There have been many studies that studied people’s health literacy abilities. In the upper Midwest, researchers visited the Minnesota State Fair to interview attendees. The researchers found the highest health literacy scores were people who were white, college-educated and from an urban area and the lowest health literacy scores were people who only had some or completed high school education and were Asian American or American Indian/Alaska Native. This study is a prime example of how health literacy is an issue in minority communities. Proper health care is crucial for people to live a healthy life.

The awareness of this issue needs to be portrayed in the Twin Cities. Our communities are suffering because there are no resources for them to be healthy in the country they call home.

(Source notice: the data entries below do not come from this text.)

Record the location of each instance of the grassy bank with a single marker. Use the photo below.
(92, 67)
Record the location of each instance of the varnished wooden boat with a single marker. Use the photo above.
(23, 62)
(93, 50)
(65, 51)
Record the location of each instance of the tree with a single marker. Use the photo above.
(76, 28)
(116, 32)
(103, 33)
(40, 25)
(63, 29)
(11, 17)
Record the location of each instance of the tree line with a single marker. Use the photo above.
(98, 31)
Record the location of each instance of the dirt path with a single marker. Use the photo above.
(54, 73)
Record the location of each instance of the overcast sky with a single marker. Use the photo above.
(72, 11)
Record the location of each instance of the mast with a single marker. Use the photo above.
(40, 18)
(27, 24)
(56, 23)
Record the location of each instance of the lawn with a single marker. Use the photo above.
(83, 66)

Simple education for adults about health care should be a priority. Helping our communities will help everyone feel more comfortable having appointments with the doctor and also feel confident they know what they are communicating and what they are hearing. Everyone should have a sense of belonging in a hospital. Health literacy is for everyone, and everyone should have the opportunity to grow their knowledge in this area. Advancement in this issue will result in eliminating feelings of isolation about health and saving lives. Knowledge is power and everyone has the right to it.


Bailee Hill is a third-year psychology student at the University of Minnesota and is trying to create more awareness of health literacy in the Twin Cities area.